Do you ever think that we limit Yoga too much? We confine it to the studio, to the mat, and to specific times and days. What would happen if we set our Yoga free, allowed it to be wild again?
Yoga is so much more than what we do in classes or on our mats. Whatever we are doing, if we bring a conscious focus on our actions, from the deeper mind, we can make those acts our practice. And nothing lends itself to off-the-mat practice more than spending time in nature. Sometimes we can feel too distracted or upset or angry to confine ourselves to the mat or even just to set forms of practice. What can we do at those times?
We can walk out the door and head off to a park or to the beach, or off further into the bush. Nature asks nothing of you, so you can sit there and be as you are, just as imperfect as the gnarled trees, irregular waves or the chaotic clouds that fill the sky. Sit in the sun or beneath the grey clouds. Walk through the alternating light and shade of the forest, breathing in the wood scents and earthy tones. Cast off from the earth into the sea and swim under the cooling blanket of her waves.
However we choose, whatever our local world has on offer, nature will give you a way to reconnect with its ebb and flow; the greater and lesser cycles such as the seasons and the tides that we have forgotten are also ours. There we can release the imprisoning patterns of our worrying mind that holds us back in fear, and become more open and free.
The practices of yoga are powerful in bringing transformation to our lives, and if we add the power of nature, their effect is multiplied. If our minds are really troubled, we don't even need to do anything except find a spot where nature bombards us with sights and scents and sounds and textures and just be there. In itself, that is the practice of Pratyahara, where we withdraw from our usual patterns of being assaulted by the senses and learn to see/hear/feel the world in different ways.

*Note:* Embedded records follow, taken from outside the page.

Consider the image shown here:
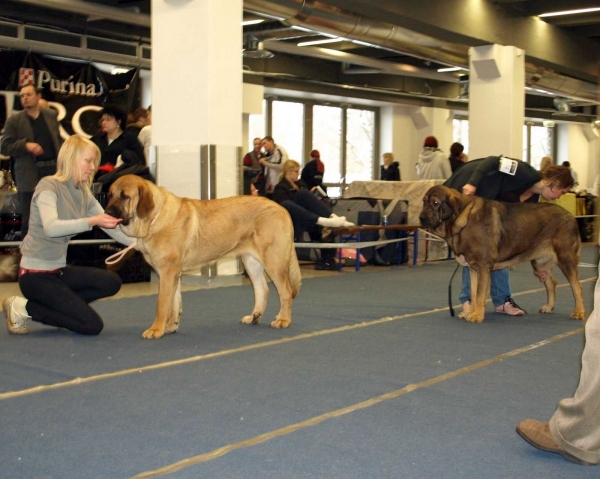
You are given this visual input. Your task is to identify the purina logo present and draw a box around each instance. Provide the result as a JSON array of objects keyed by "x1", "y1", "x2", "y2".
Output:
[{"x1": 19, "y1": 68, "x2": 100, "y2": 96}]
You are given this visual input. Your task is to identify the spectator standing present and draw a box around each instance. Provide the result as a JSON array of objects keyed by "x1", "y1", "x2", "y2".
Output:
[
  {"x1": 244, "y1": 138, "x2": 265, "y2": 196},
  {"x1": 125, "y1": 108, "x2": 148, "y2": 138},
  {"x1": 380, "y1": 153, "x2": 400, "y2": 181},
  {"x1": 562, "y1": 161, "x2": 579, "y2": 186},
  {"x1": 1, "y1": 85, "x2": 62, "y2": 237},
  {"x1": 138, "y1": 105, "x2": 156, "y2": 178},
  {"x1": 417, "y1": 136, "x2": 452, "y2": 180},
  {"x1": 91, "y1": 105, "x2": 146, "y2": 176},
  {"x1": 259, "y1": 136, "x2": 289, "y2": 198},
  {"x1": 448, "y1": 142, "x2": 468, "y2": 173},
  {"x1": 2, "y1": 135, "x2": 135, "y2": 335},
  {"x1": 300, "y1": 150, "x2": 327, "y2": 191}
]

The forest yogis of India, the Mahasiddhas, knew this too. They were the bold visionaries who developed the most powerful techniques in Yoga, far from the craziness of the straight-line world. They did not live in monasteries or towns and cities, where everything has its place and its order and nothing should be different than it was supposed to be. They lived in the wild forests, where dangerous beasts wandered and there was no set way of living, nobody enforcing rules such as the vicious caste system of the day or the apartheid that separated cultures enforced because of religion. We may have different challenges in our modern lives, but we can follow their example to find a simpler place to be that will let the mind become spacious, even if it’s just for a short time each week.
Take some time to yourself and go to the forests and the parks and the beaches, and just sit there. If your climate allows, move your body in nature as you would in class and feel the difference. The Mahasiddhas knew that nature helped their souls, their authentic being, shine through. Find a park bench and slow your breathing, notice what you sense that is different in the feeling in your bones. Watch the slower pace of nature, listen to its sounds, smell the scents it sends your way.
Your body, your breath, your very heart, will thank you for it and you will know that you belong right there.